CommSec charges $5 per trade (0.12% variable) if you link a Commonwealth Direct Investment Account. Twelve trades cost about $60. No monthly or inactivity fees. DRP is supported. The CDIA requirement is straightforward for most SMSF trustees who already bank with CBA.
CMC Invest charges $11 per trade (0.1% variable), but the first ASX buy order per security per day is free for trades up to $1,000. If you are dollar-cost averaging into an ETF with small amounts, this is valuable. Twelve trades at full price cost roughly $132. No platform fee. No market data fee. DRP is supported.
SelfWealth charges $9.50 per trade. Twelve trades cost $114. No platform or inactivity fees. DRP is supported. SelfWealth Premium ($29/month or $240/year) gives 10 free trades annually, which could reduce costs if you trade more than a dozen times.
nabtrade charges $9.95 per trade (0.11% variable). Twelve trades cost roughly $119.40, plus $19.95/month for market data ($239.40/year). Total: around $359/year. DRP is supported. The data fee makes it expensive for a $200k portfolio that trades infrequently.
Reporting and tax: the audit-friendly factor
Every SMSF platform must produce annual statements that your auditor can use. But the quality varies.
CommSec and nabtrade are bank-owned. Their tax statements tend to be conservative and detailed, with clear cost-base reporting for each parcel. This matters for AMIT cost-base adjustments on ETFs.
SelfWealth and Stake produce clean annual reports, but some SMSF accountants report that custodian-model US holdings (on both platforms) require extra reconciliation. For pure ASX portfolios, both are fine.
Bell Direct provides detailed trade confirmations and end-of-year summaries. The $27.50 monthly data fee includes access to research, which some trustees find useful for making informed decisions.
Interactive Brokers produces excellent reports, but the custodian model means your SMSF auditor will need the IBKR statement rather than a CHESS statement. Confirm with your auditor before committing.
Robo-advisors and auto-invest for SMSF
Automated investing is still limited in the SMSF space. Most robo-advisors in Australia (Six Park, Stockspot, etc.) operate on a managed account or IDPS structure, not a direct CHESS-sponsored SMSF account. If you want a robo to trade on your behalf, you typically need an IDPS-like platform such as Netwealth or HUB24, not a standard broker.
Among the platforms listed:
- CMC Invest supports auto-invest for a single asset. You can set up regular buys into one ETF or share.

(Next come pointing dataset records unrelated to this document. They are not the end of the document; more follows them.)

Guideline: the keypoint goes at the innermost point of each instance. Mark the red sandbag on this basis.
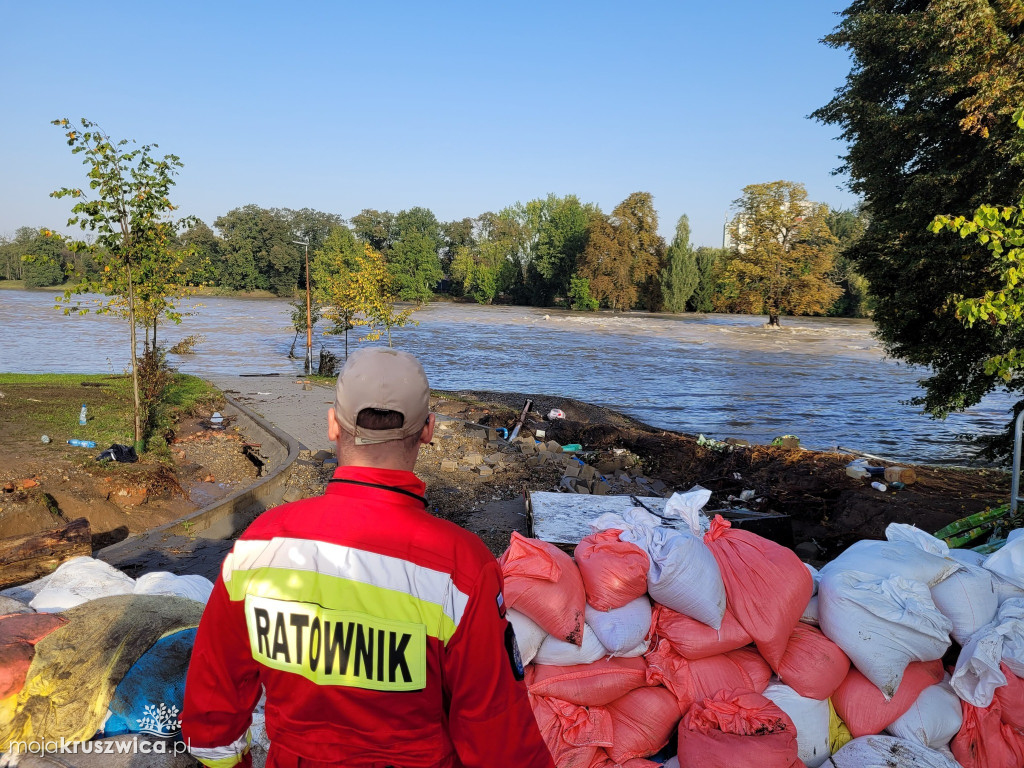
(642, 722)
(766, 586)
(695, 680)
(863, 707)
(985, 741)
(543, 583)
(588, 684)
(691, 639)
(572, 733)
(813, 666)
(613, 572)
(737, 729)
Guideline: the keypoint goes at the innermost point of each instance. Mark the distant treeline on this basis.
(554, 251)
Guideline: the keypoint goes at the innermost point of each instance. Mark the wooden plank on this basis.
(25, 558)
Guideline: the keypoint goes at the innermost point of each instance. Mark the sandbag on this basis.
(737, 729)
(810, 717)
(985, 740)
(77, 581)
(542, 582)
(528, 634)
(933, 720)
(642, 722)
(888, 752)
(621, 630)
(613, 571)
(559, 653)
(866, 711)
(157, 680)
(882, 624)
(692, 639)
(81, 663)
(162, 583)
(766, 584)
(684, 576)
(813, 666)
(571, 733)
(594, 684)
(969, 599)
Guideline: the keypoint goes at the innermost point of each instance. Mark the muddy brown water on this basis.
(823, 379)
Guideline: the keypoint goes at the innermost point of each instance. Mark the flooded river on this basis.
(822, 379)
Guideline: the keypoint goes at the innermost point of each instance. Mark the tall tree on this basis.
(783, 251)
(929, 80)
(679, 276)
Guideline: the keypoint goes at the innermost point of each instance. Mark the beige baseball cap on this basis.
(387, 380)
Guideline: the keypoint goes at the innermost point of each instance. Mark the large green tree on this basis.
(783, 251)
(679, 276)
(925, 112)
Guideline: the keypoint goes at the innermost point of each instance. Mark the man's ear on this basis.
(333, 427)
(427, 434)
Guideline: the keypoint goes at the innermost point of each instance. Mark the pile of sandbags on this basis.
(739, 654)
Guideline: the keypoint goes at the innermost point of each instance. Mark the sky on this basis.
(461, 108)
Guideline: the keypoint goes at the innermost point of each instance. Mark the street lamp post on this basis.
(309, 314)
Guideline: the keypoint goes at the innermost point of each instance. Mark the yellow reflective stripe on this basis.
(222, 757)
(341, 594)
(347, 562)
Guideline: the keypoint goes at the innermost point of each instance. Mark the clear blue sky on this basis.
(461, 108)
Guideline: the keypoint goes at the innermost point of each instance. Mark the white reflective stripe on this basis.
(237, 749)
(347, 562)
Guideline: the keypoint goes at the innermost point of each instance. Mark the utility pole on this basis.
(309, 313)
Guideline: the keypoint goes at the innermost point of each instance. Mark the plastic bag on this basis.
(767, 586)
(642, 722)
(882, 624)
(691, 639)
(889, 752)
(593, 684)
(560, 653)
(737, 729)
(865, 711)
(542, 582)
(933, 720)
(528, 634)
(613, 571)
(811, 719)
(623, 629)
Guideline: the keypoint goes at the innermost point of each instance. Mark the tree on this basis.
(783, 251)
(679, 276)
(924, 114)
(129, 216)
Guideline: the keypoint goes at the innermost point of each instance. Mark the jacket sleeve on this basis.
(489, 718)
(222, 687)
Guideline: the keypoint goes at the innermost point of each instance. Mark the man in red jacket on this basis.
(377, 630)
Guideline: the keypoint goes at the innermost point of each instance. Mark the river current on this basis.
(825, 380)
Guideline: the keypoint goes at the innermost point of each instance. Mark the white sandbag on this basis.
(78, 581)
(888, 752)
(933, 720)
(1008, 561)
(622, 629)
(968, 598)
(810, 614)
(882, 624)
(560, 653)
(162, 583)
(528, 634)
(811, 718)
(977, 674)
(900, 531)
(684, 576)
(883, 559)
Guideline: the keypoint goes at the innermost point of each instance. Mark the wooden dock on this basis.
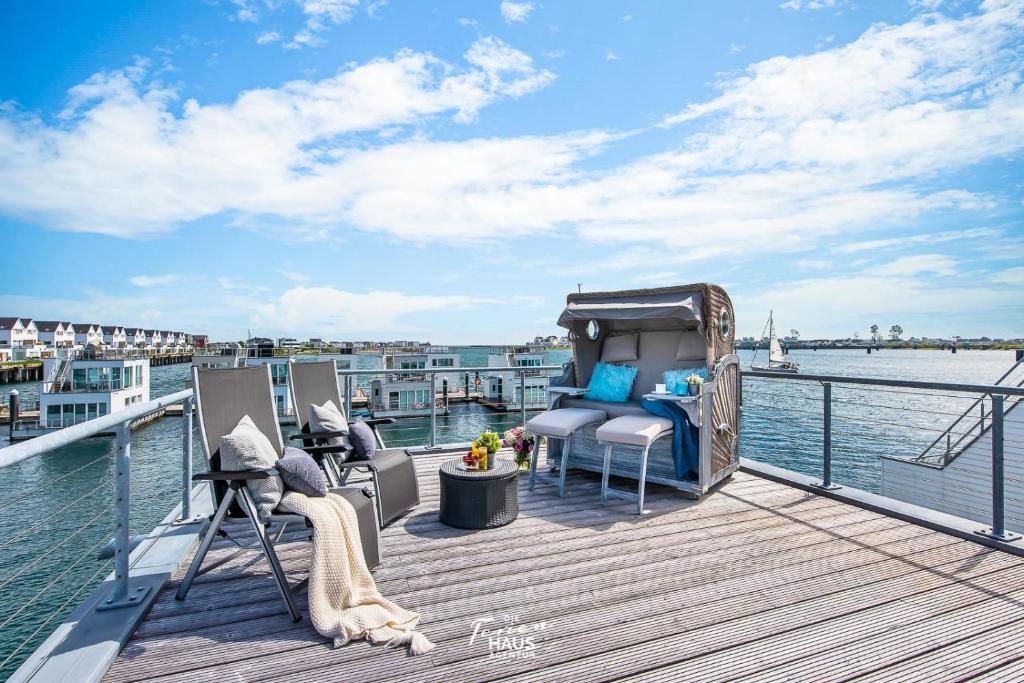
(760, 582)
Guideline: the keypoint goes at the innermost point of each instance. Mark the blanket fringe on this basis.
(391, 637)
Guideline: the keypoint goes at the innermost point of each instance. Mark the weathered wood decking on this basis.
(759, 582)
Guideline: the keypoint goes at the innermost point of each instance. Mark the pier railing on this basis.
(864, 419)
(116, 502)
(472, 384)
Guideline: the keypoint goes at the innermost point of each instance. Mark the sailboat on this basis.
(776, 358)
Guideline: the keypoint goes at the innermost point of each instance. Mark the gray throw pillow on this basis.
(328, 418)
(301, 473)
(364, 441)
(247, 449)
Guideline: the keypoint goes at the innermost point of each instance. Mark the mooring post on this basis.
(997, 531)
(825, 482)
(12, 410)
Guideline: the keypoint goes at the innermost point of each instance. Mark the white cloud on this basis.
(328, 310)
(269, 153)
(1013, 276)
(294, 275)
(516, 11)
(916, 264)
(152, 281)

- SelfWealth supports auto-invest for multiple assets. You can build a portfolio and automate buys.
- Interactive Brokers supports sophisticated auto-invest across multiple assets and rebalancing logic.
- Bell Direct, CommSec, nabtrade, and Stake do not offer auto-invest or DCA features.
If your SMSF strategy involves regular contributions into a set portfolio, SelfWealth or CMC Invest are the better picks among CHESS-sponsored options.
The bottom line for a $200k SMSF
For a fund holding $200,000 in ASX-listed assets, trading a dozen times a year, the cheapest CHESS-sponsored option is Stake ($36/year in brokerage, no platform fees). The trade-off is no DRP and no auto-invest. If you want DRP and CHESS sponsorship, CommSec ($60/year with CDIA) or Bell Direct ($60/year plus data fees) are strong choices. If you want automated investing with CHESS sponsorship, SelfWealth ($114/year) or CMC Invest ($132/year) are the picks.
For US shares, the custodian model is unavoidable on most platforms. Stake, SelfWealth, and CMC Invest all offer US trading, but the holdings sit offshore. Your SMSF auditor will need to handle FX conversion statements and US dividend withholding tax (15% under the Australia-US tax treaty). Interactive Brokers offers the tightest FX spreads (0.002% AUD/USD) for funds trading US assets regularly.
No single platform wins for every SMSF. Match the platform to your trading frequency, DRP preference, and whether you want automation. And always confirm CHESS sponsorship if you want direct ASX ownership under the fund's HIN.